From a Kentucky perspective the Citrus Bowl is Super!by J.W. Miller on 12/31/18
I am certain you are anxiously awaiting New Years Day when No. 14 Kentucky takes on No. 12 Penn State in the Citrus Bowl. No? Well, it’s not exactly a marquee bowl in the College Football Playoffs scheme, but it is the most prestigious bowl to invite the Wildcats since the 1999 Outback Bowl. (Yes, I remember, Penn State beat Kentucky in that one, because brother Jerry and I were sitting in Raymond James Stadium that day.) But it’s all a matter of perspective.
One man’s Citrus Bowl or Fiesta Bowl may be another team’s toilet bowl, which is the way some of my LSU friends see their matchup with Central Florida tomorrow. I get that, because Big Blue Nation sees the NCAA basketball tournament the same way. LSU and a lot of other schools would love to play in the NCAA basketball final 16 which Kentucky fans see as a speed bump on the way to the Final Four. But, like I said, it’s all perspective. Frankly, Kentucky football fans regard the Citrus Bowl as their Super Bowl!
Big Blue Nation has reason to show some optimism over its long-suffering football program. Kentucky went 9-3, its best season since Jimmy Carter was President, and probably left some money on the table in losses at Texas A&M and Tennessee. But when was the last time that the Wildcats were actually being talked about in the same breath as Georgia when the two teams met to decide first place in the SEC Eastern Division. The Dogs prevailed, but just being there suggests that Kentucky football has turned a corner it has been peeking around, maybe since Bear Bryant hung his hounds tooth hat in Lexington.
The thing that speaks loudest about Kentucky’s possible arrival into the upper tier of the SEC is recruiting. Good players make good coaches, and good players win championships. And while it’s going to take Kentucky a few more seasons like 2018 to be taken seriously, Coach Mark Stoops and his staff at least are competing with the big boys for players.
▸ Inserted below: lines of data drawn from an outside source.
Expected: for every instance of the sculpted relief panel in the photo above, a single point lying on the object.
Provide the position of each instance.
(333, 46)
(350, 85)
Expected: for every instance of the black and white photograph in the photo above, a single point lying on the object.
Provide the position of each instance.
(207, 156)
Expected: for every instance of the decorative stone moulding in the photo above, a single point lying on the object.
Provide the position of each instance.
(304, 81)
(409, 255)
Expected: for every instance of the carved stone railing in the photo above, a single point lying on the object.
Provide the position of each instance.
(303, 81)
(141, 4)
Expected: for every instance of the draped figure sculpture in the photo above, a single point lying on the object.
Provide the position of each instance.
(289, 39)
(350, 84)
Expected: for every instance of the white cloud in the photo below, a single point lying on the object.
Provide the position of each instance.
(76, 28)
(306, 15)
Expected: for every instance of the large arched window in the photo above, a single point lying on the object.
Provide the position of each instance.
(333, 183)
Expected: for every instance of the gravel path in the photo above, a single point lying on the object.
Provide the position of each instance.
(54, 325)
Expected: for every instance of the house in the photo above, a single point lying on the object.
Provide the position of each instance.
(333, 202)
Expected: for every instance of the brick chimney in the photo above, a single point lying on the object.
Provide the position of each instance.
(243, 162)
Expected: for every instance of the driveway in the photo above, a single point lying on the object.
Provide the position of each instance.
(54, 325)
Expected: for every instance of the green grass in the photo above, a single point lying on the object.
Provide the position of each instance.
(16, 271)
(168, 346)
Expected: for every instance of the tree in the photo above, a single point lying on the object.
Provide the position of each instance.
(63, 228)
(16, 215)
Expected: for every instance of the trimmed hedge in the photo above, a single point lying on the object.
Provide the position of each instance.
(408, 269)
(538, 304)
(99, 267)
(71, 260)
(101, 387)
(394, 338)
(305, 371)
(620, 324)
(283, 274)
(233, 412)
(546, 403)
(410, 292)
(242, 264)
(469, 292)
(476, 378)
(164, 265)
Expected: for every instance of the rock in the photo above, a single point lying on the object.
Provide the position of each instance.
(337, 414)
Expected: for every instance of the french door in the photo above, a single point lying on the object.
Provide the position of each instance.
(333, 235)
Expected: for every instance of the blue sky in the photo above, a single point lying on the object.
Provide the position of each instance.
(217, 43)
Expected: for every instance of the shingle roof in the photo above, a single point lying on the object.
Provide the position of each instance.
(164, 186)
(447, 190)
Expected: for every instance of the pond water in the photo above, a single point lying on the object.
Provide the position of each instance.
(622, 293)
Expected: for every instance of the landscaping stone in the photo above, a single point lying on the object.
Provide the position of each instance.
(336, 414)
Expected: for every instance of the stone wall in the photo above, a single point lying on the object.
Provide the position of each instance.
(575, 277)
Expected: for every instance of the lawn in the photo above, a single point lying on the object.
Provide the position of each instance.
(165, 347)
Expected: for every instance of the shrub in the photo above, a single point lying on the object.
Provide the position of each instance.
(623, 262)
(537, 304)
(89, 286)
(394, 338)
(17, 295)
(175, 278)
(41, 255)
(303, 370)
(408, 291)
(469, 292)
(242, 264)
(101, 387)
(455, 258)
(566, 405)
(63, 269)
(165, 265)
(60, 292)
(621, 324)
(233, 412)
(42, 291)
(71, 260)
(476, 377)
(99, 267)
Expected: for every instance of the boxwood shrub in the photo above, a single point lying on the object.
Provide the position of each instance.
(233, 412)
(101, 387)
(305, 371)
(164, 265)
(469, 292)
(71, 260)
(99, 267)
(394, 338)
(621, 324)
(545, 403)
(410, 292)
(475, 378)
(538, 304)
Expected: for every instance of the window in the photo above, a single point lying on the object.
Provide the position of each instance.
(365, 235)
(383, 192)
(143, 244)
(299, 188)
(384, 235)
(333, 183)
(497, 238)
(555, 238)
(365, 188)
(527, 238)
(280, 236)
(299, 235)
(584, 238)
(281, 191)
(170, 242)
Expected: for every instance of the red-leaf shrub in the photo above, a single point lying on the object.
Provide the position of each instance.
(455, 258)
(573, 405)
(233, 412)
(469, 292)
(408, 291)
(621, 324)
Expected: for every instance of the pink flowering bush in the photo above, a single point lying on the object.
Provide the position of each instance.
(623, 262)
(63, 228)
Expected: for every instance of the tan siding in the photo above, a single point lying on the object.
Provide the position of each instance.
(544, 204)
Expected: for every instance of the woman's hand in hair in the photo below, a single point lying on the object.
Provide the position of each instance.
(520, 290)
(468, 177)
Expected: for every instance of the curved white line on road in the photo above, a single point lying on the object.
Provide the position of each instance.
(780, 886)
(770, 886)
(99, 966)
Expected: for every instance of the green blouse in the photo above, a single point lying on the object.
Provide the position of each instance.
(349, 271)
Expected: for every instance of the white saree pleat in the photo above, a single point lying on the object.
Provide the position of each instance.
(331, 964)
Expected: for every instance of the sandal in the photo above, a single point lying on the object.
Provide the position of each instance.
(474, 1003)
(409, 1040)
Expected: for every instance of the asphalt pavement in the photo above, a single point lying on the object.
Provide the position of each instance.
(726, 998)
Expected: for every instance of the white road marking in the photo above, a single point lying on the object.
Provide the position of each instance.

A recent recruiting roundup in the New Orleans Times-Picayune confirmed such when the reporter wrote: “Amite athlete Devonta Lee is one LSU expects to land … and though Kentucky is making a big push for him, LSU is considered the favorite.” The next paragraph discussed Georgia cornerback Jay Ward, whom the newspaper said “was a Kentucky commitment, but now LSU is considered the team to beat.” The story did not mention that Lee’s high school teammate, dual-threat QB Amani Gilmore, has signed with the Wildcats. Kentucky might not get Lee or Ward or many other recruits that other teams covet, but it is well beyond the days when they competed with the likes of East Carolina, Louisiana Lafayette and Tulane for players.
Of course, there’s a long way to go. Rivals.com’s SEC rankings after the December 19 signing day ranked Kentucky No. 12 among the 14 SEC schools. That’s about where you should be ranked with zero five-star recruits and four four-star recruits. Compare that with top-ranked Alabama with three five-stars and 22 four-stars; second-ranked Georgia with five five-stars and 14 four-stars or LSU’s three five-stars and 10 four-stars. Stoops will counter that his recruiters have been successful at picking up lower-rated players and developing them into five-star status.
There is sufficient evidence to support the sign-and-develop theory. Kentucky’s three best players include Josh Allen, a likely high NFL first-round pick who won multiple post-season awards as the top defensive player and linebacker in the nation. Allen came to Kentucky as a two-star recruit with his only other offer from that gridiron juggernaut, Monmouth. RB Benny Snell, who garnered first-team all-SEC as well as All-America honors, was a three-star recruit in 2016, while offensive guard Bunchy Stallings, another three-star in 2014, was named first-team All-SEC this year. I don't know if that strategy breeds loyalty, but not one is passing up the bowl game although more Wildcats could be drafted next spring than any previous year.
LSU fans may be disappointed their team is not playing for the national title, but to Kentucky, the Citrus Bowl provides a hint of what its program could become. And at least for now, Big Blue Nation is just happy to be here. Like I said earlier, it’s all a matter of perspective.